Planta Med 2009; 75 - PD4
DOI: 10.1055/s-0029-1234483

Trypanocidal activity of pterogynidine and nitensidine E using two distinct Trypanosoma cruzi strains

MC Siqueira 1, MTA Silva 1, LO Regasini 2, DHS Silva 2, RMB Cicarelli 1
  • 1Departamento de Ciências Biológicas, Faculdade de Ciências Farmacêuticas, Universidade Estadual Paulista – UNESP, Rodovia Araraquara-Jau, km01, CP 502, 14801–902, Araraquara, SP, Brasil
  • 2Núcleo de Bioensaios, Biossíntese e Ecofisiologia de Produtos Naturais – NuBBE, Instituto de Química – Universidade Estadual Paulista – UNESP, R. Francisco Degni, s/n, CP 355, 14801–970, Araraquara, SP, Brasil

Pterogynidine (1) and Nitensidine E (2) were isolated from different parts of Pterogyne nitens, which is a native tree common in South America [1,2]. Recently, Regasini et al. [3] demonstrated that nitensidine E was the most active compound against different tumor cell lines, while pterogynidine was inactive.

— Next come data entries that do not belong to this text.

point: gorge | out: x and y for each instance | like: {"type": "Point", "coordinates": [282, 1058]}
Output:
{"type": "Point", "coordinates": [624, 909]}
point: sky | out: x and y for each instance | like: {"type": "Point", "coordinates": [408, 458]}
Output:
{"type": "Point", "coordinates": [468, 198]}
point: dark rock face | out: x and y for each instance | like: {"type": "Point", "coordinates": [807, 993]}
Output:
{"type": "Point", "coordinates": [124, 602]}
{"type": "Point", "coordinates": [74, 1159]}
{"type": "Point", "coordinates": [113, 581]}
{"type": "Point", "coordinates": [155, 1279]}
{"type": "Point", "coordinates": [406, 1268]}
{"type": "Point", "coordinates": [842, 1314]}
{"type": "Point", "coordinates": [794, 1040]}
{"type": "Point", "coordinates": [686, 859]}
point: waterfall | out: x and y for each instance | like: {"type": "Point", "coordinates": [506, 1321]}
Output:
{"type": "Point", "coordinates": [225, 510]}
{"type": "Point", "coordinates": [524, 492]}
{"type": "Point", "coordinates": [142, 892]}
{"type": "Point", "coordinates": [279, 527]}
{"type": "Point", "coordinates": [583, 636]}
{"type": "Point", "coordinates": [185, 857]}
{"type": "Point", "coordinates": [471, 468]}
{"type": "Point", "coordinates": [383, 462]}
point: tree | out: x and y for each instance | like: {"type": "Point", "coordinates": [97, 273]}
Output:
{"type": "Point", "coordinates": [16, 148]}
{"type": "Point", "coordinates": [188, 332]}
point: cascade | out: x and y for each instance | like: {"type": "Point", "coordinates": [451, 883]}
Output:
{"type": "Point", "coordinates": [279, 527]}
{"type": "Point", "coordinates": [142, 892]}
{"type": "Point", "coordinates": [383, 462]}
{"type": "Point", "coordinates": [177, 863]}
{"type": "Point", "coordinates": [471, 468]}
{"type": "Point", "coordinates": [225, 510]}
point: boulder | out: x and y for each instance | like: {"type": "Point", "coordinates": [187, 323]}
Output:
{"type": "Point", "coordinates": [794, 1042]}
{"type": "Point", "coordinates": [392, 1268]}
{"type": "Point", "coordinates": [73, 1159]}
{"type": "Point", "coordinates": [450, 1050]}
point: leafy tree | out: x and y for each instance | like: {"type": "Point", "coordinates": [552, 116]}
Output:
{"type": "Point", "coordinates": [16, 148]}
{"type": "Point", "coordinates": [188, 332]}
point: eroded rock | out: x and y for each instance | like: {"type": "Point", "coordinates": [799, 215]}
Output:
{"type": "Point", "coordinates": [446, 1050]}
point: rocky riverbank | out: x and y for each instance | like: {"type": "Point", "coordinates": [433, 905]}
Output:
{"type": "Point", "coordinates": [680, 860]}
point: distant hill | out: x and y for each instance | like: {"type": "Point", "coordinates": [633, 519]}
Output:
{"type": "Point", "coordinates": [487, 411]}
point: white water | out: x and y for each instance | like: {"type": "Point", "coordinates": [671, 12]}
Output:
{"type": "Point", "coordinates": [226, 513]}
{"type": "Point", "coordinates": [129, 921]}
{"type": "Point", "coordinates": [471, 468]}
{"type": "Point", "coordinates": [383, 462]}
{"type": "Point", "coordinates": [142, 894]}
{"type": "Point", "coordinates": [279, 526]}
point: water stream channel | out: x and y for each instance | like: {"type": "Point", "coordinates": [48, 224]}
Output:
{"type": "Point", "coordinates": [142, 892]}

The structure of nitensidine E is the first report of natural occurrence of a cyclic monoterpene derivative on a guanidine moiety [3].

(1)

(2)

We described the trypanocidal activity of both compounds and IC50 values (µg/ml) were determined as follows: pterogynidine: 22.5 (Y strain) and <0.07 (BOL strain); nitensidine E: 2.41 and 3.00, respectively, demonstrating a higher correlation between the number of prenyl units and the trypanocidal activity.

Acknowledgements: FAPESP (2004/07932–7; 2007/02076–3; 2008/06021–1); CAPES.

References: [1] Lorenzi, H. (1998) Plantarum. Nova Odessa, Brasil.

[2] Bukart, A. (1952) Aemé Agency. Buenos Aires, Argentina.

[3] Regasini, L.O. et al. (2009)J. Nat. Prod. 72:473–476.